欧州連合(EU)の執行機関である欧州委員会とEU圏の各国消費者保護当局は11月12日(現地時間)、米Appleが幾つかの「Apple Media Services」で、EUのジオブロッキング規制に違反する可能性のある慣行を行っていると指摘し、これを停止するよう要求した。
Appleには是正措置を提案するために1カ月の猶予が与えられているが、懸念事項に対処できなかった場合、各国当局が対応措置を取ることになる。
問題となっているApple Media Servicesは、App Store、Apple Arcade、Music、iTunes Store、Books、Podcasts。
Appleは、EU/EEA内の国ごとに異なるインタフェースを提供しており、消費者は自分のAppleアカウントを登録した国のインタフェースにしかアクセスできない。また、Apple Media Servicesで有料で購入する場合、消費者はAppleアカウントを登録した国で発行された支払い手段しか使用できない。アプリのダウンロードも、自国のApp Storeしか利用できない。

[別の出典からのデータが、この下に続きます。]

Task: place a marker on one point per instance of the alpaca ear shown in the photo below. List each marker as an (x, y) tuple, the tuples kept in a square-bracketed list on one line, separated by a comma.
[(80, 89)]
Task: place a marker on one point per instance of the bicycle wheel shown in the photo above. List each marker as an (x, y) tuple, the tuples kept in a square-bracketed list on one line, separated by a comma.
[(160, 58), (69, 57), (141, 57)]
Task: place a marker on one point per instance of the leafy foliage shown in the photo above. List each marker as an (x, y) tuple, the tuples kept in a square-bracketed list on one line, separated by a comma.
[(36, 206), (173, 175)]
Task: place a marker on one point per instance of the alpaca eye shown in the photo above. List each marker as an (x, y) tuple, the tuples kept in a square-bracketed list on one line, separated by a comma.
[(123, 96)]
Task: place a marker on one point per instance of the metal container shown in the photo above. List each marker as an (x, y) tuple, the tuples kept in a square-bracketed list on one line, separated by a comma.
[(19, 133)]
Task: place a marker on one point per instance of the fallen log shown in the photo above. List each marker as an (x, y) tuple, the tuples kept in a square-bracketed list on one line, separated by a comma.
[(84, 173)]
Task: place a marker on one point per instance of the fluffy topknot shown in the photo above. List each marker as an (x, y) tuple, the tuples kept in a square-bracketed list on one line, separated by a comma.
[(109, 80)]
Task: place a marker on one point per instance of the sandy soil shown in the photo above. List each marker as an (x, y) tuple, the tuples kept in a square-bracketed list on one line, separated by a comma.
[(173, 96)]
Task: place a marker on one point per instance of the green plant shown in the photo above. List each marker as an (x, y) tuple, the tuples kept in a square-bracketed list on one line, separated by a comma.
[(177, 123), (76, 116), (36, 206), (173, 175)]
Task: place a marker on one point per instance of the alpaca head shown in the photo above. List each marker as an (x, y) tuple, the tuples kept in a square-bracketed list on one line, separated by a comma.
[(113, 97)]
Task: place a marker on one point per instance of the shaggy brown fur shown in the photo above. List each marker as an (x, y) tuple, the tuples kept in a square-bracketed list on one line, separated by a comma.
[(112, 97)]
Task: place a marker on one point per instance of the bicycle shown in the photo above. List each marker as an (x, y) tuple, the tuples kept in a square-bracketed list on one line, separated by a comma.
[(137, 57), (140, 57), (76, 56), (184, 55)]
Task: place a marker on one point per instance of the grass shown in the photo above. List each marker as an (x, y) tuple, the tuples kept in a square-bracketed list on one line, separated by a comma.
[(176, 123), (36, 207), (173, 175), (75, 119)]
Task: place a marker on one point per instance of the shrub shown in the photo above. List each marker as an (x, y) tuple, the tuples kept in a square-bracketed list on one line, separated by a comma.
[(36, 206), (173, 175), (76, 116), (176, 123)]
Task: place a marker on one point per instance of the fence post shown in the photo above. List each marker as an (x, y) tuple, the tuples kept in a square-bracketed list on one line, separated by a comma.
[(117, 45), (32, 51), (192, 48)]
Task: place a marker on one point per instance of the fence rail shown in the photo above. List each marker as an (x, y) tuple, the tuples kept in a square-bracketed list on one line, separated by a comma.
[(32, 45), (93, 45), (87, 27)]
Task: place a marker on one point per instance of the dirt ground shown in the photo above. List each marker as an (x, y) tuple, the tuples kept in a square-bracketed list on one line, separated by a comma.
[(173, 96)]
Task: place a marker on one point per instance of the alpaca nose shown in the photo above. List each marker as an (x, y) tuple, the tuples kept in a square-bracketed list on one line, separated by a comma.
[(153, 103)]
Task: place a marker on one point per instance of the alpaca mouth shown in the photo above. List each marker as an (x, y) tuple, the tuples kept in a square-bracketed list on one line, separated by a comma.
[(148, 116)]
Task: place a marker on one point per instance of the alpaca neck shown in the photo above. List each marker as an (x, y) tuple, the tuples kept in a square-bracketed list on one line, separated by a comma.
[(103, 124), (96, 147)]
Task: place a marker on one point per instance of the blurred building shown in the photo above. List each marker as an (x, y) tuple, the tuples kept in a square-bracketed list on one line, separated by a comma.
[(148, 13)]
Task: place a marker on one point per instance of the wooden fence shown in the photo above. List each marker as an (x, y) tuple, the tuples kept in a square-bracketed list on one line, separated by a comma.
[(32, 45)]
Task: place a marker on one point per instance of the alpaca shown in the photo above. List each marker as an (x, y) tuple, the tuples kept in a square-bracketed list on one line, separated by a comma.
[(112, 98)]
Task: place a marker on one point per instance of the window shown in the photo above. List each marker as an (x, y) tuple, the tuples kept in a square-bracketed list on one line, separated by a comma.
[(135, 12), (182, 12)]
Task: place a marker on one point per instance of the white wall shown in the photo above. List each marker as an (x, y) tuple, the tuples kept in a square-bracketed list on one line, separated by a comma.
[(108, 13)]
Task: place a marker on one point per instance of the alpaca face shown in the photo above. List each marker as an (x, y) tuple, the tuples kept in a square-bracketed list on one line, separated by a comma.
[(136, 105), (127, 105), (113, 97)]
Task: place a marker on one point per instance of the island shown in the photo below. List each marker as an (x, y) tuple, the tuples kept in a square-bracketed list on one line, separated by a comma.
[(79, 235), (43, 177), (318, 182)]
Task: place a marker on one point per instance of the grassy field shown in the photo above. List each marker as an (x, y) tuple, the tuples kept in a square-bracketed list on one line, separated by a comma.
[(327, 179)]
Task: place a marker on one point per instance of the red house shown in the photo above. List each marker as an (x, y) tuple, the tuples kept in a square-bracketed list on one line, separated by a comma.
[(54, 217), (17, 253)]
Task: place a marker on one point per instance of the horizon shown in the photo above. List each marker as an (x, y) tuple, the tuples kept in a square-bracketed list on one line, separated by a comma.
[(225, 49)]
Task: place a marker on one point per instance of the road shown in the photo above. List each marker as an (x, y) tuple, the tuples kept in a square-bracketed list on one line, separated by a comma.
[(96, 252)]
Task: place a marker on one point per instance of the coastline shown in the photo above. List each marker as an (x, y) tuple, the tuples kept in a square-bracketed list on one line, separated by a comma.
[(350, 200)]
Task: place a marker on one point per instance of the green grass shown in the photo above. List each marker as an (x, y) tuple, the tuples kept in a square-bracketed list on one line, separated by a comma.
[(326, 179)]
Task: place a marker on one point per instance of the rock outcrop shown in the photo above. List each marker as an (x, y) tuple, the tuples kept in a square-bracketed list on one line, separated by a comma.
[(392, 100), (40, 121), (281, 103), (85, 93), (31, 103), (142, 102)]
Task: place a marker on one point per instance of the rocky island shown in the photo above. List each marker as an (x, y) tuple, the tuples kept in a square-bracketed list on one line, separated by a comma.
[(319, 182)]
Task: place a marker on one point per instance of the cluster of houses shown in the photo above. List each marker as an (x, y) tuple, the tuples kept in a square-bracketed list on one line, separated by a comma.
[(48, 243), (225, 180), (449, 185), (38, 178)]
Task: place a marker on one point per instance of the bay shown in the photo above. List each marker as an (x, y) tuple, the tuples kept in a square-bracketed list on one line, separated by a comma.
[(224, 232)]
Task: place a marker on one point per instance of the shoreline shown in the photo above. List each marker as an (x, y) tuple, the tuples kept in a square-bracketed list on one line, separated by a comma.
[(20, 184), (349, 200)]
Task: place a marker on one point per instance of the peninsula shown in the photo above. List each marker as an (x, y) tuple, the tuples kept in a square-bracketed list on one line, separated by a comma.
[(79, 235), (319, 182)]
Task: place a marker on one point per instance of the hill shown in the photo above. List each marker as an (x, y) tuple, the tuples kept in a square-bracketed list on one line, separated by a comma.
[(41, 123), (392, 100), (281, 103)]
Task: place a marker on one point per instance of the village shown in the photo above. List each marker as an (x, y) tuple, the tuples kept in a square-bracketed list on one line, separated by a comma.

欧州委員会らはAppleに対し、2018年に施行されたジオブロッキング規制(正当な理由がない限り、商品やサービスを購入しようとする顧客の国籍、居住地、または設立地に基づく不当な差別を禁止する)と、2006年のサービス司令(サービスへのアクセスに関する一般的な条件に、サービスの受領者の国籍または居住地に関する差別的な規定を含めてはならない)に基づき、これらの慣行を是正するよう求めた。
デジタル市場法(DMA)とデジタルサービス法(DSA)にもアプリストアに関連する規定が含まれており、App Storeにも適用される可能性がある。
欧州委員会は、2023年に米Googleに対して同様の措置を取り、GoogleはGoogle Playストアの異なる国のバージョンを閲覧する方法を明確化し、開発者にジオブロッキング規制に基づく義務について通知し、消費者がGoogleストアでEU加盟国の支払い手段を使用できるようにすることを約束した。
欧州委員会のマルグレーテ・ベステアー執行副委員長は「ジオブロッキングを防ぐことは、消費者が欧州で望む商品やサービスにアクセスできるようにし、単一市場の機能と完全性を強化するのに役立つ」と語った。